Hi Tim,
[EMAIL PROTECTED] wrote:
But now I have a load balancer in place, with one worker. A status is
shown below after about 6hrs of traffic. As you can see the client
errors make up about 6% of all incident traffic, though they dwarf
server errors.
Acc Err CE RE Wr Rd Busy Max
>42245 97 2556 0 24M 1.4G 18 60
OK, first of all we have 42245 requests forwarded since last restart of
the web server, if this is 6 hours, it's about 2 requests per second
(mean value, not peak). Your busyness (see also below) is 18. If your
busyness is often that high, it means that your medium response time
should be something like
busyness / load = 18 requests / (2 requests per second) = 9 seconds.
2556 client errors, i.e. either the request could not be read
completely, or more likely the response could not be returned completely
is pretty much (more than 5%). Also: 97 errors really mean, that 97
times there was a serious problem between the web server and tomcat. We
don't know though, how often there was a rot cause. Maybe it was only a
problem once, and 97 requests ran into it very quickly after each other.
But then just as I'm writing this my site falls over - I get the
Service Temporarily Unavailable consistently on my pages. I grabbed a
snapshot of the status worker -
Good, so you know at least, that the web server is still able to respond :)

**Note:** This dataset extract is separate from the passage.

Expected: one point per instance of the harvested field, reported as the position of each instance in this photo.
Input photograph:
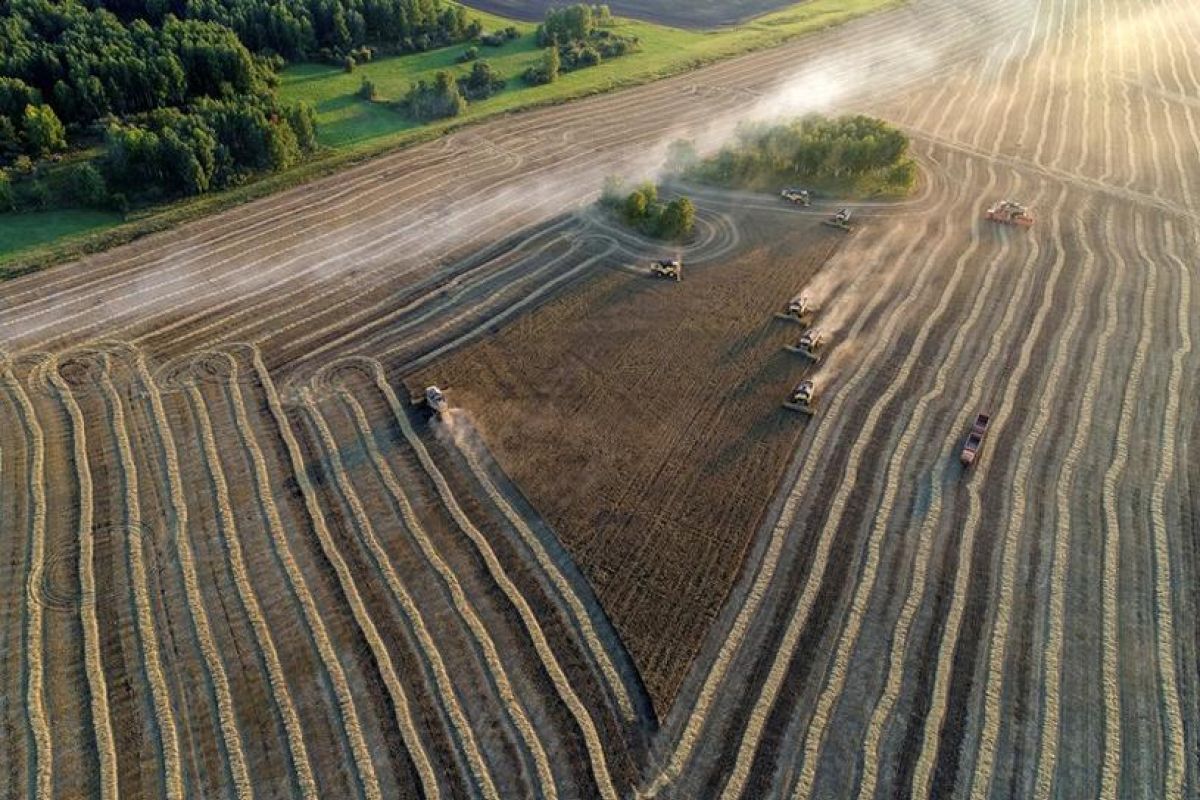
(643, 419)
(238, 564)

State Acc Err CE RE Wr Rd Busy Max
ERR/FRC 43181 691 2597 0 24M 1.4G 100 115
OK, so the plugin detected an error ("ERR"), when talking to Tomcat.
Details on this error should be in the log file. Since the load balancer
only has one member, it doesn't take the only member out of service
(what it would do, if it had more members), instead it does forced
recovery ("FRC"), i.e. it still sends requests there, although it failed
with the requests before.
We can see, that from the 936 requests forwarded since the last
snapshot, 691 ran into an error, and from the remaining 245 requests 39
into got a client error, even more than the 5% we had over 6 hours.
The most important thing though is, that the busyness went up to 100
with a max of 115. Busyness is the number of requests, which are
currently being processed by the backend (more precisely those, that
have been forwarded by this web server and not fully returned yet).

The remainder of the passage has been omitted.